Внук, пожавший до этого плечами, снова пожал плечами. Валентина Аркадьевна проводила с Димой меньше времени, чем хотелось бы, меньше, чем, как она считала, того заслуживала (а всё невестка – да зачем вы тут, да зачем, что вы тут будете, мы сами, ну, можете приехать на следующих выходных, если так хотите; и всё это тайком от Дани, уж он-то бы за мамочку вступился, но Валентина Аркадьевна молчала, не хотела портить ничьи отношения; только в последнее время Аня сжалилась, уменьшилась так, что получилось протиснуться в дверной проем, может быть, что-то поняла, а может быть, просто так, и Валентина Аркадьевна проникла в этот большой неуютный дом и потихоньку заполняла его разными способами – то готовка, то тряпочка от пыли, то немного в саду, хотя спина уже не гнется, то с Димой поиграть), но даже в проведенные вместе часы рисованию они время как-то не уделяли.

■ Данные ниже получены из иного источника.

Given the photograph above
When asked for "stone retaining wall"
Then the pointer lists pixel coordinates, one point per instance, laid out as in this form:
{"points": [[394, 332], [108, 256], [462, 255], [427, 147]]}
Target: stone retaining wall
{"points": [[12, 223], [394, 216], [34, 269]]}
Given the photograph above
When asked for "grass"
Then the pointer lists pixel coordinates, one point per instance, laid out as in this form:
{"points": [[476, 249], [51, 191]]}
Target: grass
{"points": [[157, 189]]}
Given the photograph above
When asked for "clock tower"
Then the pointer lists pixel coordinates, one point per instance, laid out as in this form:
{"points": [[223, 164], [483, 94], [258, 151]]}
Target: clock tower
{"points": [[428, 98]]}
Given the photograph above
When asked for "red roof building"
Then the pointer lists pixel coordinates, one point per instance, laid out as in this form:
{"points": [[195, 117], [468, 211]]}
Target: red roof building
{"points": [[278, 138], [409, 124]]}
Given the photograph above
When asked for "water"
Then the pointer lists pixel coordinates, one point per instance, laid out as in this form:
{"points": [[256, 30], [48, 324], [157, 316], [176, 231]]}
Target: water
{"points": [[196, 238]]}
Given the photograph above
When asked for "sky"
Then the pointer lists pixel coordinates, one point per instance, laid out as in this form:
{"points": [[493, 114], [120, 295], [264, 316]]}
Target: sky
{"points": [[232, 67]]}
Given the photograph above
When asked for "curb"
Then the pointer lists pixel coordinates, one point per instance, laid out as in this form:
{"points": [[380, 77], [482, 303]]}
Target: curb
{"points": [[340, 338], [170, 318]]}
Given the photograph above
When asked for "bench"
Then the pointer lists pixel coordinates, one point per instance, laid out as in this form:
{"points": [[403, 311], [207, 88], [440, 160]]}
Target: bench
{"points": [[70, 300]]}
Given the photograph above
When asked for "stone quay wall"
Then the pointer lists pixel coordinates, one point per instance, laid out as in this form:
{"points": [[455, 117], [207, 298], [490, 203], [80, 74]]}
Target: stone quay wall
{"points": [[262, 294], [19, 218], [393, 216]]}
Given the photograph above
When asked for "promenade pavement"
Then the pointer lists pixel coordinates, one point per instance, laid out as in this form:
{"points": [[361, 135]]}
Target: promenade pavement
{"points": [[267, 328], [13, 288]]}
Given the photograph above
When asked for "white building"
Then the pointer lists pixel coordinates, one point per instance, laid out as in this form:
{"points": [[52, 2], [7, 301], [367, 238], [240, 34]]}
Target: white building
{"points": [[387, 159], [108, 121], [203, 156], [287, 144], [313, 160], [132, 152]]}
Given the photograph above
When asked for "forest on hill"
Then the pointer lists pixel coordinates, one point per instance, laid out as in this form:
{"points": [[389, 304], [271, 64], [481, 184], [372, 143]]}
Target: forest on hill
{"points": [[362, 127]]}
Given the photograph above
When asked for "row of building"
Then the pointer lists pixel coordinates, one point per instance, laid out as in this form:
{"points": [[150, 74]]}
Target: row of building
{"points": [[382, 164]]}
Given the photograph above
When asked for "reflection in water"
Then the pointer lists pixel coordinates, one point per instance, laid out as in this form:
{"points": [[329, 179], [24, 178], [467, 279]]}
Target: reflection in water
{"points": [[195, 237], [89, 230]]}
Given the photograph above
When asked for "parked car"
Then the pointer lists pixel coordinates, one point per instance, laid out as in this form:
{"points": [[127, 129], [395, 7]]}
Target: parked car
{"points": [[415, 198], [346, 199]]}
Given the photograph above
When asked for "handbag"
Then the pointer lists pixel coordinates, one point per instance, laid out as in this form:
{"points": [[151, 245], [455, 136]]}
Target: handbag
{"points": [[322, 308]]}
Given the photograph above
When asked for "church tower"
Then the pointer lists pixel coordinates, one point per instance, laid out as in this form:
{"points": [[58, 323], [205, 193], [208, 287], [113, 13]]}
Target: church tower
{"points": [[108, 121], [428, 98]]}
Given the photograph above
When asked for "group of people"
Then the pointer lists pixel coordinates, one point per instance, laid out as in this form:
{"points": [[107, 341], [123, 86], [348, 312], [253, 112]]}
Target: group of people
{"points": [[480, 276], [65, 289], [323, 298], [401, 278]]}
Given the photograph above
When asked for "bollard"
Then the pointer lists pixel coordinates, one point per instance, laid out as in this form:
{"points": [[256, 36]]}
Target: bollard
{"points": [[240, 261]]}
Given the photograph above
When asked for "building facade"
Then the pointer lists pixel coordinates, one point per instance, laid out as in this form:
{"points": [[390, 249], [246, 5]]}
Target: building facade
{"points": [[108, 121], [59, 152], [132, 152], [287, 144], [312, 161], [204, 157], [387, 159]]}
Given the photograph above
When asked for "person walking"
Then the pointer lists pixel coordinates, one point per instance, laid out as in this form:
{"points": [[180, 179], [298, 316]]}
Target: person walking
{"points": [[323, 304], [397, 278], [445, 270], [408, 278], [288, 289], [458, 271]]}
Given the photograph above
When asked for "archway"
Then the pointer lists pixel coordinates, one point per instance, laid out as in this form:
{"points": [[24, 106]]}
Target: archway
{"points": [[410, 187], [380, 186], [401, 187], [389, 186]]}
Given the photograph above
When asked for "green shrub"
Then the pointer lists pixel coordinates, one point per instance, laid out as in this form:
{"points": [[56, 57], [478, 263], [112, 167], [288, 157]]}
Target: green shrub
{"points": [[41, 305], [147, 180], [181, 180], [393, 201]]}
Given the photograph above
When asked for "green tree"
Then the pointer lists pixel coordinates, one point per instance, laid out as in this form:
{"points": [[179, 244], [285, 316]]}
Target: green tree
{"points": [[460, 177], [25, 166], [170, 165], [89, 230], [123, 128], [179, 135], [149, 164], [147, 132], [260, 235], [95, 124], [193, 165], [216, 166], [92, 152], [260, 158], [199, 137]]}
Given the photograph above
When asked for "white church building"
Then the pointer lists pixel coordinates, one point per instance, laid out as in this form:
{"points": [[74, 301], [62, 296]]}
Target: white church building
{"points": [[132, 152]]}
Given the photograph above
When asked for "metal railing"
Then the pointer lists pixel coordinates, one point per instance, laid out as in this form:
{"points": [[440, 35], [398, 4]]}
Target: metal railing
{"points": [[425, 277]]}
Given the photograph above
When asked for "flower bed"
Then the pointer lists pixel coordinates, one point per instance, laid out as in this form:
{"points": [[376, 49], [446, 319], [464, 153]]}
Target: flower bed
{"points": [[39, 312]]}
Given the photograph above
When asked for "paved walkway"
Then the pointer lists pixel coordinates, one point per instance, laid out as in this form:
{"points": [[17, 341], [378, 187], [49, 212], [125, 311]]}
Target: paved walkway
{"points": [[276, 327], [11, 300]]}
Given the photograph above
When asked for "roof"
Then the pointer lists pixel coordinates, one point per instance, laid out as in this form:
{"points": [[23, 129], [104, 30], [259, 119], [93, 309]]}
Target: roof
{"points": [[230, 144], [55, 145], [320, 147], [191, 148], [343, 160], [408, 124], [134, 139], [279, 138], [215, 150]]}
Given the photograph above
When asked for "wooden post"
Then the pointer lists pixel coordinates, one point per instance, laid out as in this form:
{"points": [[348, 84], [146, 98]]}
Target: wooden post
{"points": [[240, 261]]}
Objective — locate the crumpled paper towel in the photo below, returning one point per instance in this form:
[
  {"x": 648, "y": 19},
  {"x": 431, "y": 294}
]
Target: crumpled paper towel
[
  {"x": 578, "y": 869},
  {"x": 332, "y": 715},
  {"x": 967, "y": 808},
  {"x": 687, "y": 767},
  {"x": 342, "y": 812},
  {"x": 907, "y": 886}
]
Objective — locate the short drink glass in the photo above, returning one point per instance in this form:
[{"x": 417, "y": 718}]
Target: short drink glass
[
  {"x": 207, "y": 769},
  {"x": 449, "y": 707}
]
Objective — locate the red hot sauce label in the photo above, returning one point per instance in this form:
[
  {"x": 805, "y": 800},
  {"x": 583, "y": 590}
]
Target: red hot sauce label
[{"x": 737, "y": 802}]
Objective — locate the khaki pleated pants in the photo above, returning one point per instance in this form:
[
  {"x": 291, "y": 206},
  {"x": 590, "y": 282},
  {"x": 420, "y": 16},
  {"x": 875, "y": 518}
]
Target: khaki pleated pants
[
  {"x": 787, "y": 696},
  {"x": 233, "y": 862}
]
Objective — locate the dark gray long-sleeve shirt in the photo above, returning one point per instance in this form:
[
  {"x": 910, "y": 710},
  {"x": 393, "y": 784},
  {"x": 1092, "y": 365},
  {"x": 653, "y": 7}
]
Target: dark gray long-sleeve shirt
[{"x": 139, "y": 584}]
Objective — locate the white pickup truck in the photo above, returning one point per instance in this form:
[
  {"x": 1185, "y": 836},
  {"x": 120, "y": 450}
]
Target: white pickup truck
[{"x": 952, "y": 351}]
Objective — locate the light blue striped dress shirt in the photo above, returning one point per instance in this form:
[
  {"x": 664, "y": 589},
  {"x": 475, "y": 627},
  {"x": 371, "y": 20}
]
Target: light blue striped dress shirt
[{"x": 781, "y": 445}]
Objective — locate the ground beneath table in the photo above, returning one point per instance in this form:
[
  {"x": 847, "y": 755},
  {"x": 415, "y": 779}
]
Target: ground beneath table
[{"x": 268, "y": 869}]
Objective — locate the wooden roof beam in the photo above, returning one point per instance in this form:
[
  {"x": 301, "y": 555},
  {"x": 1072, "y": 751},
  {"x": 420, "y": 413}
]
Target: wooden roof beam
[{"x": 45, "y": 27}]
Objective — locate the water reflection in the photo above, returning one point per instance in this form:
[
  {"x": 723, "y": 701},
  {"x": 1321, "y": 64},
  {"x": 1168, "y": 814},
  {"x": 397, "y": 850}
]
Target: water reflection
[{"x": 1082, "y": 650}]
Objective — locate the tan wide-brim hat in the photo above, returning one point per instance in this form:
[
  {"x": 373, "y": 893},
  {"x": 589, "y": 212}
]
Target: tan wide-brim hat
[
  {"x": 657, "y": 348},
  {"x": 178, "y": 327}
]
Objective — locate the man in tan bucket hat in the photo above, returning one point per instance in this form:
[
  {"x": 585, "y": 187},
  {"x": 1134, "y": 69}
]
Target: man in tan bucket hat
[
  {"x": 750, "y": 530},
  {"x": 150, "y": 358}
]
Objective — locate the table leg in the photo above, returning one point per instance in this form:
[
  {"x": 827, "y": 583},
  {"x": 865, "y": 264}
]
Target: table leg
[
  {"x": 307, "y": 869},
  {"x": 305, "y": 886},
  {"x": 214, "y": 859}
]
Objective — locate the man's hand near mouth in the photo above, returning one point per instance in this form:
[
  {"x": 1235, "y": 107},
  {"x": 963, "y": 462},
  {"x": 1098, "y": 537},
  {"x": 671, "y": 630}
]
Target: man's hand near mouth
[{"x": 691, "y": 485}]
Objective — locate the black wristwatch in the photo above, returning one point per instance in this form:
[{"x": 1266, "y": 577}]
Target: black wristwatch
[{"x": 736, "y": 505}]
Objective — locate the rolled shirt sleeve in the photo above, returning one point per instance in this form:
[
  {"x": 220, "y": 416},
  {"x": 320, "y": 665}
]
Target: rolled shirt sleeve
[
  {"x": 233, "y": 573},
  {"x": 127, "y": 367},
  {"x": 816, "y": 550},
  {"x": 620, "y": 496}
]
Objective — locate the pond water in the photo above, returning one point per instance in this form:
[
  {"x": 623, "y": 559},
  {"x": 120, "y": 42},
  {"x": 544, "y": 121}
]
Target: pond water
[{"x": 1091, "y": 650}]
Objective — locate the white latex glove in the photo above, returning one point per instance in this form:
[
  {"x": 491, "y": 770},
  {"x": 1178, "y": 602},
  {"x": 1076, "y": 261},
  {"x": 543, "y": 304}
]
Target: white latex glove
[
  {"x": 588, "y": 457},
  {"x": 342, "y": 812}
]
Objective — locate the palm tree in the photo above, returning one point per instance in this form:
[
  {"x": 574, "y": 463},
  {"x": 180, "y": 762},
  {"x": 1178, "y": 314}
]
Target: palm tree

– Смотри, мы берем кисточку, – показывала Валентина Аркадьевна на черновом листе, на который наносила светлую краску, и акварель растекалась по бумаге, как разбавленный чай (она такой и любила, с сахаром). Дима следил за движениями бабушки неотрывно, завороженный. Конечно, он рисовал в садике, наверное, просто забыл. Бабушка выводила узоры разными красками, и под конец получился шмель – пузатенький, пушистенький, с усиками. – Понял? Надо выбрать цвет и водить им вот так, по бумаге.
– Я понял! – выкрикнул Дима, выхватил у бабушки кисточку, и Валентина Аркадьевна только захлопала губами от неожиданности. Мальчику не терпелось.
Черным он вывел контур – кривой овал, не то рухнувший, искореженный дирижабль, не то большая фасолина. Черным же собрался сделать полосы, но бабушка мягко взяла его за руку: Лучше начинать со светлых цветов. Светлые не закрасят черный. Возьми сначала желтый, а потом нарисуешь полоски. Дима послушался. Разумеется. Дима – мальчик хороший, послушный. Потом у шмеля появились круглые серые крылья с деревцами прожилок, несколько лапок и ломаные усы. Внук наклонялся к мертвому насекомому и рассматривал его предельно внимательно, изучал и пытался копировать на листе. Бабушка подсказывала ему цвета и давала тонкую кисточку, толстую, иногда водила кисточкой за него. Шмель больше смахивал на тарелку картофельного пюре, которую зачем-то засунули в электрогриль и прижали, но в целом вышло неплохо.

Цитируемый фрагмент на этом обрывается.